Sebuah pemandangan mencolok terlihat pada suatu sore di kampus Institut Seni Budaya Indonesia (ISBI) Bandung. Seorang pria dengan rambut kuning, mengenakan kaos hitam lebar, celana jeans dan sepatu boot dengan hak tinggi duduk di antara teman-temannya. Ia adalah Lilis, seorang mahasiswa jurusan Tata Rias dan Busana ISBI.
Lilis memiliki nama lengkap Musa Hendrik. Namun, ia senang berkenalan dengan nama Lilis. Mahasiswa berusia 24 tahun tersebut mengaku, nama Lilis tersebut adalah nama legend orang Sunda. Ia bangga mengenalkan diri sebagai Lilis kepada orang lain. Ia mengakui menyukai ekspresi gender feminin saat berbincang dengan Kabarkampus.
“Merasa banget, saya merasa feminin, “ kata lilis saat ditemui,Rabu, (25/09/2018).
Lilis adalah salah satu individu yang memilih mengekspresikan dirinya lebih feminin. Penampilan seperti ini masih menjadi sorotan di masyarakat. Dengan ekspresi mereka, banyak orang memandang miring dengan anggapan dan stigma negatif dan dikaitkan dengan pilihan atau orientasi seksual mereka.
Dengan penampilannya, ia mengatakan tidak setuju jika pakaiannya disebut feminin. Baginya fashion itu tidak berjenis kelamin. Ia mencontohkan pakaian raja-raja zaman dahulu yang mengenakan rok dan sepatu berhak tinggi. Ketika makin modern, ekspresi fashion makin dikurangi dan dibedakan antara laki-laki dan perempuan. Baginya pakaian untuk laki-laki atau permpuan sama saja, yang penting nyaman dipakai.

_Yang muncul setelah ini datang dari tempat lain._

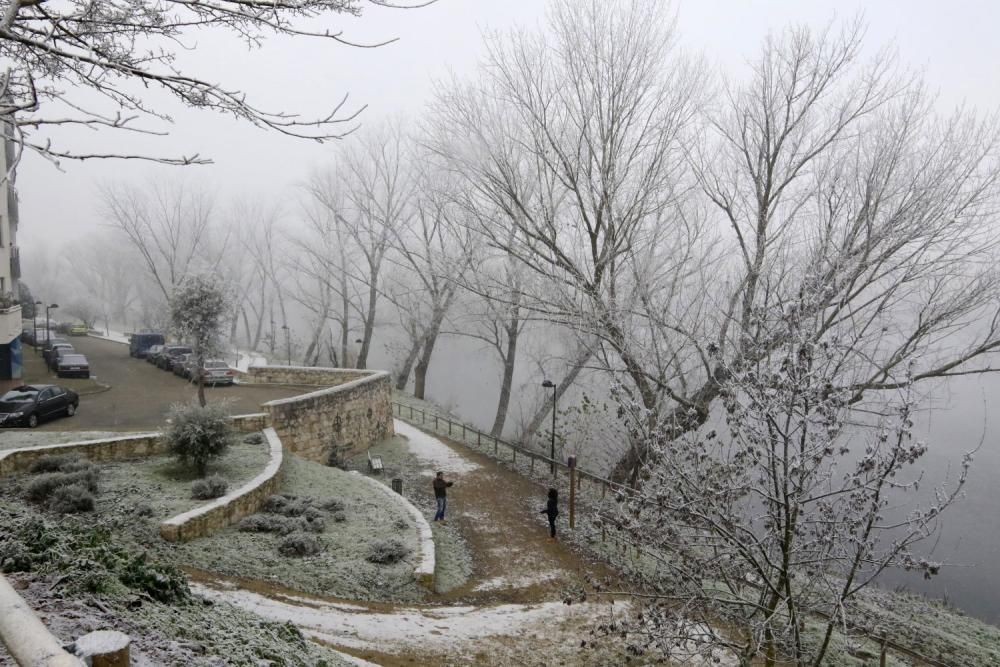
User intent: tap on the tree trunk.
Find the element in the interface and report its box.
[490,319,520,438]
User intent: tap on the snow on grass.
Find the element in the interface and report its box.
[149,455,427,601]
[393,419,479,478]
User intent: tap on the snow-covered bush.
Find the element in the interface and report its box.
[48,483,94,514]
[163,405,233,477]
[238,514,303,535]
[278,533,323,558]
[25,464,97,503]
[367,540,410,565]
[191,475,229,500]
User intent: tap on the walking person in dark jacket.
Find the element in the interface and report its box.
[434,471,454,523]
[539,489,559,541]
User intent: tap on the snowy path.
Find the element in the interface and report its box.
[192,420,628,665]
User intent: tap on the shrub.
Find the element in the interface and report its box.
[278,533,323,558]
[25,463,97,503]
[48,484,94,514]
[261,493,312,516]
[320,498,344,512]
[238,514,305,535]
[164,405,233,477]
[31,454,89,474]
[367,540,410,565]
[191,475,229,500]
[305,518,326,533]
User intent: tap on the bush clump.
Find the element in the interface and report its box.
[191,475,229,500]
[366,540,410,565]
[25,463,97,503]
[278,533,323,558]
[48,484,94,514]
[31,454,90,474]
[320,498,344,512]
[237,514,304,535]
[164,405,233,477]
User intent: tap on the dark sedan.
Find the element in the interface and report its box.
[56,352,90,378]
[0,384,80,428]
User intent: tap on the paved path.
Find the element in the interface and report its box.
[25,337,303,431]
[195,422,626,667]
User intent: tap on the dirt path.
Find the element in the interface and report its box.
[195,422,625,666]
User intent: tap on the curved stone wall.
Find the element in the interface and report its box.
[250,366,395,464]
[353,470,435,591]
[160,428,285,542]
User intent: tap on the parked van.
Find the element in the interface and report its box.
[128,331,166,359]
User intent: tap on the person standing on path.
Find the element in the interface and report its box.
[434,471,454,523]
[539,489,559,542]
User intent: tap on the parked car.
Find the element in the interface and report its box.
[188,359,236,385]
[128,331,167,359]
[142,345,163,364]
[42,343,76,371]
[0,384,80,428]
[170,352,194,377]
[153,345,192,371]
[56,352,90,378]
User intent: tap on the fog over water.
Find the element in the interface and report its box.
[17,0,1000,623]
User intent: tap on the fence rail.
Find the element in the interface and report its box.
[392,401,625,498]
[392,401,952,667]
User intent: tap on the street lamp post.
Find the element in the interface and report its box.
[281,324,292,366]
[31,301,42,354]
[45,303,59,346]
[542,380,557,477]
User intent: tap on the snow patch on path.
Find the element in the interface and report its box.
[392,419,480,477]
[191,583,627,651]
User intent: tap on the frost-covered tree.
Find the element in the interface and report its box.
[0,0,426,175]
[170,274,232,407]
[599,299,972,667]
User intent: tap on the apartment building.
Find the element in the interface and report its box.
[0,128,21,388]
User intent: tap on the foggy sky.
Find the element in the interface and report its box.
[17,0,1000,254]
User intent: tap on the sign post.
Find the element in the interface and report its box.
[569,456,576,530]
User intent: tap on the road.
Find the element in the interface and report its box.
[26,337,307,431]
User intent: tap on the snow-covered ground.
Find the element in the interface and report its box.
[392,419,479,478]
[192,584,627,652]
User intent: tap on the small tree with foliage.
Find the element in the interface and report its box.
[170,274,232,407]
[164,405,233,477]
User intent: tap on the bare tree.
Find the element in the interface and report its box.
[434,0,1000,481]
[0,0,428,172]
[598,287,972,667]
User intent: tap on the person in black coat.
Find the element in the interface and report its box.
[539,489,559,540]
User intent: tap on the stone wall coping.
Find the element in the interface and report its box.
[262,366,389,408]
[0,431,163,470]
[0,574,83,667]
[160,427,283,532]
[351,470,435,590]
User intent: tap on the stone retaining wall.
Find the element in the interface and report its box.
[230,412,267,433]
[0,574,83,667]
[352,470,435,591]
[0,433,166,475]
[160,428,285,542]
[260,367,395,464]
[239,366,366,387]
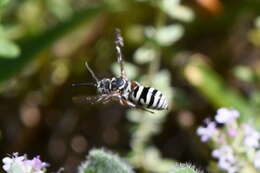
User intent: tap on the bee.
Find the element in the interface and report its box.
[72,29,168,113]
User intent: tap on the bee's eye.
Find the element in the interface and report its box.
[111,78,124,89]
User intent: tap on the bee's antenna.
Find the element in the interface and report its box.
[71,82,97,87]
[85,61,99,83]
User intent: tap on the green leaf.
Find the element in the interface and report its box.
[0,0,10,8]
[78,149,134,173]
[0,39,20,58]
[169,164,201,173]
[0,5,105,83]
[184,54,255,121]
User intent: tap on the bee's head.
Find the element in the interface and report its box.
[97,78,111,94]
[111,77,126,91]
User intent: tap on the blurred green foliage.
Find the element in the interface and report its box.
[0,0,260,172]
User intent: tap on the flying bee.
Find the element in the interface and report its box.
[72,29,168,113]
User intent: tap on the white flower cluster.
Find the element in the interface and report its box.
[2,153,48,173]
[197,108,260,173]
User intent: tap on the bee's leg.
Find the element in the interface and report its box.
[115,29,126,79]
[120,98,154,114]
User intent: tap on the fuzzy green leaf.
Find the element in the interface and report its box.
[78,149,133,173]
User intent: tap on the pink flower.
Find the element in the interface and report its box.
[197,121,218,142]
[254,150,260,170]
[212,145,240,173]
[243,124,260,148]
[2,153,48,173]
[215,108,239,124]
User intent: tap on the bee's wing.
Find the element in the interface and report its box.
[72,95,103,104]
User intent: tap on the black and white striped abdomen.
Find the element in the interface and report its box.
[130,85,168,110]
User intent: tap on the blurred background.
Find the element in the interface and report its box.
[0,0,260,172]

“Tapi orang melihatnya, ekspresi fashion saya lebih ke perempuan,” ujar mahasiswa berusia 24 tahun ini.
Ia mengatakan berani mengekspresikan dirinya sejak duduk di Kelas 3 Sekolah Teknik Menengah. Hanya ada seorang siswa perempuan di sekolahnya saat itu. Berbeda dengan siswa yang lain, ia menjahit sendiri celana seragam sekolahnya dengan bentuk yang ia inginkan. Ia juga aktif di sanggar teater dan komunitas seni. Teman-temannya pun menghargainya. Ia tetap mempertahankan ekspresi femininnya ketika ia memasuki bangku Perguruan Tinggi. Ia tetap menjadi diri sendiri. Apalagi tak banyak mahasiswa yang mengomentari gayanya, termasuk para dosen.

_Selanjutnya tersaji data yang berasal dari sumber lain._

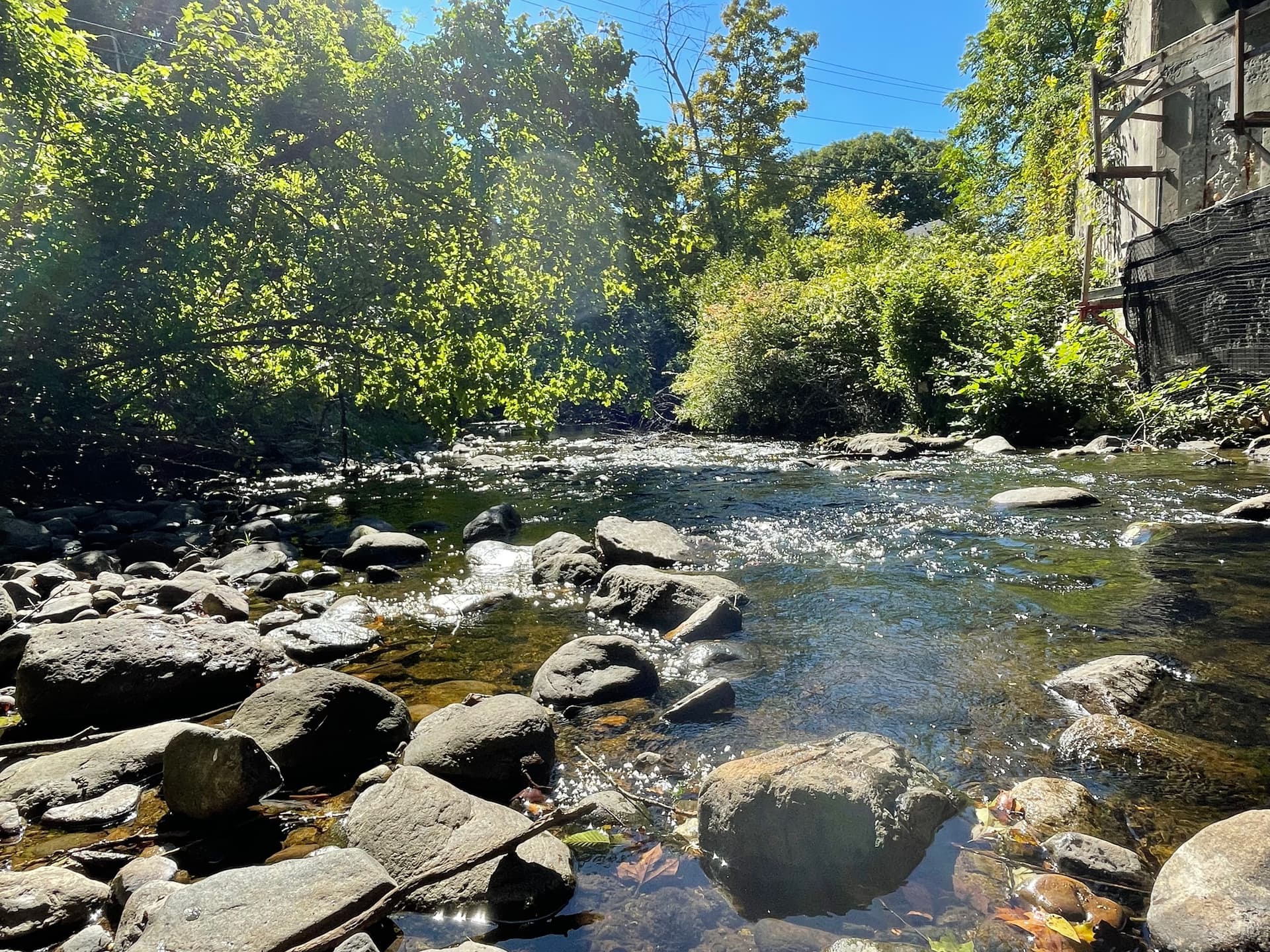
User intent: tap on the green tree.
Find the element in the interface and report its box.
[675,0,817,255]
[788,130,952,231]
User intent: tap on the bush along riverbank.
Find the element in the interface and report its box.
[0,434,1270,952]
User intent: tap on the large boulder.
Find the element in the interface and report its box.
[464,502,521,546]
[0,865,110,945]
[402,694,555,802]
[595,516,692,567]
[130,849,395,952]
[1147,810,1270,952]
[232,668,410,789]
[990,486,1100,509]
[1056,715,1266,802]
[163,725,282,820]
[697,733,960,915]
[17,614,262,733]
[345,767,575,922]
[1218,493,1270,522]
[1045,655,1168,715]
[0,721,189,816]
[341,532,432,569]
[531,635,659,707]
[588,565,748,629]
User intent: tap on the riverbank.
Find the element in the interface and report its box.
[0,434,1270,952]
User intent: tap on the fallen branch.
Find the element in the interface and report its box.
[287,803,595,952]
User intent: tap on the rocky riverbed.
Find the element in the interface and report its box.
[0,434,1270,952]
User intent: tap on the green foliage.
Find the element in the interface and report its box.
[1132,367,1270,446]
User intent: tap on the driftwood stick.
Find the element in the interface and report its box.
[0,701,243,756]
[287,803,595,952]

Meski demikian, bukan berarti Lilis tidak pernah mendapat perlakuan diskriminatif. Di kampus, ia pernah dilecehkan mahasiswa lain yang memegang-megang dirinya, karena ia menggunakan pakaian feminin. Kemudian, baru lima meter keluar kampus, ada saja yang mengatainya bencong. Belum lagi di lingkungan rumah. Baru keluar rumah, tetangga mengomentarinya dengan berbagai macam. Ada yang bilang aneh, ada juga yang bilang seperti perempuan.

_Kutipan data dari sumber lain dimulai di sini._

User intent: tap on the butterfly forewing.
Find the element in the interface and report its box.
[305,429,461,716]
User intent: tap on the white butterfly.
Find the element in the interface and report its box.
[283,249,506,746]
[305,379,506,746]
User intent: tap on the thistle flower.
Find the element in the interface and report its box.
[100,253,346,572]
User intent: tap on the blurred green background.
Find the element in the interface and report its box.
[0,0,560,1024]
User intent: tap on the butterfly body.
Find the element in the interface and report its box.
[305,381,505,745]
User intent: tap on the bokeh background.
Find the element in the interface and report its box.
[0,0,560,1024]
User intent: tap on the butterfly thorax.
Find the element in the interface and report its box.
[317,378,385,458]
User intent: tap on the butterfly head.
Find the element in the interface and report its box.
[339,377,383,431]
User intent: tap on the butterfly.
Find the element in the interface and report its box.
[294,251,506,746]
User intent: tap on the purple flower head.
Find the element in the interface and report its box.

Pada awalnya, Lilis risih dengan kondisi seperti itu. Ia juga kadang merasa berbeda dari orang lain. Namun makin ke sini, karena orang tua memberi dukungan dan membebaskan dirinya asal tidak mencoreng nama keluarga, ia pun tidak terlalu mendengar apa kata orang. “Selagi positif, ya sudah saya lakukan saja. Jadi semakin ke sini orang mau ngomong apa juga ngga terlalu didengar,” kata Lilis.
Lilis tak memusingkan omongan orang di sekitarnya. Lilis membalas semua dukungan yang Ia dapatkan dengan prestasi. Prestasi itu diantaranya adalah juara satu lomba Jabar Ngagaya. Ia juga memegang wardrobe salah satu radio di Bandung dan salah satu artis beken dari kota Bandung. Ia percaya, setiap pekerjaan di dunia ini bakal lebih sempurna bila dikerjakan oleh laki laki. Seperti pekerjaan memasak, bidang fashion, dan lainnya akan lebih profesional bila dipegang laki-laki. “Saya merasa Tuhan sudah memberi “gift” yang spesial kepada laki-laki,” katanya.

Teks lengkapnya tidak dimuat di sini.